記事を共有するアクション

自己愛性パーソナリティ障害、いわゆるNPDについて、インターネット上では「危険な人」「加害者」「治らない人」「操作的な人」といった一面的な言葉で語られることが少なくありません。

しかし、NPDをそのように単純化して悪魔化することは、心理学的にも臨床的にも正確ではありません。

僕はこれまでも、NPDについて、一般の人だけでなく専門家の側にも誤解や偏見が存在していることを発信してきました。記事やXでも、NPDを「悪人」「モンスター」「加害者タイプ」として一括りにする危険性について繰り返し伝えてきました。

そして、2026年4月26日、米国心理学会APAの第29部門にあたる Society for the Advancement of Psychotherapy の専門家向け媒体に、NPDに対する臨床家側のスティグマを整理した記事が掲載されました。これは、NPDに対する偏見が「一般人だけの問題ではない」ことを、改めて専門家向けに明確に整理した重要な内容です。

補足:

僕がこれまで記事やXで繰り返し伝えてきたように、NPDへの偏見は、一般社会だけでなく専門家側にも存在しうる問題です。

これは「2026年に初めてNPDへの専門家側の偏見が判明した」という意味ではありません。NPDへのスティグマ、臨床家側の誤解、そして逆転移の問題は、これまでも研究や専門的議論の中で指摘されてきました。

ただし今回大きいのは、その問題が、米国心理学会APAの第29部門にあたる心理療法専門団体の媒体で、専門家向けに改めて整理されたことです。これは、研究領域で蓄積されてきた知見が、より臨床現場に近い専門家層へ届きやすい形になってきたことを意味します。

言い換えると、NPDを「悪人」「危険人物」「治らない人」として見るだけでは不十分であり、専門家自身も自分たちの偏見や逆転移を見直す必要がある、という流れがより明確になってきたということです。これは、専門家がNPDを正確に見直すための重要な機会です。

この流れが広がれば、NPDを一方的に悪魔化する発信は、今後さらに専門的に問い直されていく可能性があります。そして日本でも、NPDを単なる人格攻撃のラベルとして使うのではなく、誇大性、脆弱性、恥、自己価値の不安定さ、防衛、対人関係上の問題を含めて、より正確に理解する必要性が高まっていくはずです。


2026年4月26日に掲載された記事とは何か

今回取り上げる記事は、2026年4月26日に Society for the Advancement of Psychotherapy のサイトに掲載された、次の記事です。

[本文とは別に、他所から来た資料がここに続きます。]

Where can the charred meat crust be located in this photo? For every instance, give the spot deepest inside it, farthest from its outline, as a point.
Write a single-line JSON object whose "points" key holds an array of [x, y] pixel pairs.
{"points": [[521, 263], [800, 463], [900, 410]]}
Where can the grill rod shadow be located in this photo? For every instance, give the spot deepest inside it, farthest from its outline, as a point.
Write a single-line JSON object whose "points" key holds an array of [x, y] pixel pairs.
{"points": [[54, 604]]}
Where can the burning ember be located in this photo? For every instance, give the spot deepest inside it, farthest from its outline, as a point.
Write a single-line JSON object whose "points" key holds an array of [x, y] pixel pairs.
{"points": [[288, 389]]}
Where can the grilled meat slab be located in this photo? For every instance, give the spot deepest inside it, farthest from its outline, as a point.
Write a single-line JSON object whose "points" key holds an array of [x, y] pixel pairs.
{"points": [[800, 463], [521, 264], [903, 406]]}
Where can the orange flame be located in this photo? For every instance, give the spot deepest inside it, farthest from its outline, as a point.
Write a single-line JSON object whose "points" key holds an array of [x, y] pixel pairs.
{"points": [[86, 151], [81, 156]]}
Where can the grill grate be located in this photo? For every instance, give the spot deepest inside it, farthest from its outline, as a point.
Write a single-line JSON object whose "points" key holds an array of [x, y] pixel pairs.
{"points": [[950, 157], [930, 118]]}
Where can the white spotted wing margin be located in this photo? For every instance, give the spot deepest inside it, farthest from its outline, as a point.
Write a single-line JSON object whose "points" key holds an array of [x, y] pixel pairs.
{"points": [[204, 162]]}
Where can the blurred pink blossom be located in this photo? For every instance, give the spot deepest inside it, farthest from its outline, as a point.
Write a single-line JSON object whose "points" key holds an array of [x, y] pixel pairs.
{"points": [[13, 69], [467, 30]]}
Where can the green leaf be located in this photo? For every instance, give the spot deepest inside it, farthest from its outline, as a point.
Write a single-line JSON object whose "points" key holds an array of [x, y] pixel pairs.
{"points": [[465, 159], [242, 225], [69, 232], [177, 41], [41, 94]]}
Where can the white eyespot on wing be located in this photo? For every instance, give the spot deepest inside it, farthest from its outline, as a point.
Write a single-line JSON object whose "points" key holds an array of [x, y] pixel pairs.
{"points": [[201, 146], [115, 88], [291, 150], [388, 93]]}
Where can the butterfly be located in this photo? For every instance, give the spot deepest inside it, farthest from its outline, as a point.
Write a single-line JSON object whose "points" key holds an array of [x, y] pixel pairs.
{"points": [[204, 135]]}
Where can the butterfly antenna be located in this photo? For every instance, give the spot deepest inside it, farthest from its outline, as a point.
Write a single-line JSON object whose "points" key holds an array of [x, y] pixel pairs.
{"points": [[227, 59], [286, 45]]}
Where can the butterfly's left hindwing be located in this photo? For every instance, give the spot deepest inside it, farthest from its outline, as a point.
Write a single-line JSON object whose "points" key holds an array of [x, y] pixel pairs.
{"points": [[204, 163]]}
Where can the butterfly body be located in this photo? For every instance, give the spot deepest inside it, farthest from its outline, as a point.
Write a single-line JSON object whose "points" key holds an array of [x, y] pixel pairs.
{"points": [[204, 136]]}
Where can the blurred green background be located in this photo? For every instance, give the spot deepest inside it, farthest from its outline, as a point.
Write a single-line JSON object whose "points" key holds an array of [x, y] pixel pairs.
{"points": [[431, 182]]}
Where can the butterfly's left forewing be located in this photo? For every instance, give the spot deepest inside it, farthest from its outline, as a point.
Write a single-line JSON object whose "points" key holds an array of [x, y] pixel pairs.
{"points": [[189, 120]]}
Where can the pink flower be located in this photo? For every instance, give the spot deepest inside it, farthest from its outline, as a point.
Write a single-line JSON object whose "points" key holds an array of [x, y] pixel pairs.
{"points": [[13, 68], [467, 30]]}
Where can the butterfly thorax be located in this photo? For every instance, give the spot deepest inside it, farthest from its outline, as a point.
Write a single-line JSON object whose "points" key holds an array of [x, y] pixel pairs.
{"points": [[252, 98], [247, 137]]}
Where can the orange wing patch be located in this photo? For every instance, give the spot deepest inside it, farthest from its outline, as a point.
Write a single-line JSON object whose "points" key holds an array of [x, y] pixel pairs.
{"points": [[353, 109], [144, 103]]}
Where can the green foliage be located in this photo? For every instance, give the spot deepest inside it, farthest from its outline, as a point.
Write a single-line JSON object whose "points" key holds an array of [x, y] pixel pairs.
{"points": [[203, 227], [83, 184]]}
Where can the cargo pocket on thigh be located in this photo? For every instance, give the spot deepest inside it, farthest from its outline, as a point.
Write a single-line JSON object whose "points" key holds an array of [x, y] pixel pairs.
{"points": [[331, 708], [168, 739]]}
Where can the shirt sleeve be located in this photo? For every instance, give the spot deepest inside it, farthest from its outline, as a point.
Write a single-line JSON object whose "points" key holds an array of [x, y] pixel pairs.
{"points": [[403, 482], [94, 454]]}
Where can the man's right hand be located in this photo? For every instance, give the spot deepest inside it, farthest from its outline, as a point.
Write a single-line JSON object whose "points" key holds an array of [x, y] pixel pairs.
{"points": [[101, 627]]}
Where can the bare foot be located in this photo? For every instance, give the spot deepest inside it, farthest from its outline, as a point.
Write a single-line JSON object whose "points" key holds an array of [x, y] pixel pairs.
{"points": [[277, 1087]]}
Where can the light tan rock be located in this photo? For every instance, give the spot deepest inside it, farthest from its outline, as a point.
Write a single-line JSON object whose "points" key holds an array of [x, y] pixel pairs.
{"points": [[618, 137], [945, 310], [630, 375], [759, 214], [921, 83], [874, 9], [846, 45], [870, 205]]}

Clinician Stigma Toward Narcissistic Personality Disorder: Implications for Assessment, Treatment, and Clinical Practice

日本語にすると、

「自己愛性パーソナリティ障害に対する臨床家のスティグマ:評価・治療・臨床実践への影響」

という意味です。

掲載媒体は、Psychotherapy Bulletin, 61巻2号です。これは米国心理学会APAの第29部門、つまり心理療法の発展を目的とする専門団体である Society for the Advancement of Psychotherapy の媒体です。APA公式ページでも、Society for the Advancement of Psychotherapy は APA Division 29 と説明されています。

ここで正確に言う必要があるのは、これは「APA本体が公式声明を出した」という意味ではありません。
しかし、米国心理学会の部門である心理療法専門団体の媒体に、NPDへの臨床家スティグマが明確に取り上げられたという点で、心理臨床の世界ではかなり意味のある掲載です。

日本でも今後、NPDの理解や発信に影響を与えていく可能性がある内容だと僕は考えています。


誰が書いたのか

この記事を書いたのは、Deanna Young, PsyDMark Ettensohn, PsyD の2名です。

PsyDとは、心理学の専門職博士号です。研究者としてのPhDとは少し性質が異なり、臨床実践に重点を置いた心理学博士号です。

Mark Ettensohn氏は、NPDや病的ナルシシズムに関する臨床・啓発活動で知られる HealNPD の創設者として紹介されています。Deanna Young氏も、HealNPDのポストドクトラル・フェローとして紹介されています。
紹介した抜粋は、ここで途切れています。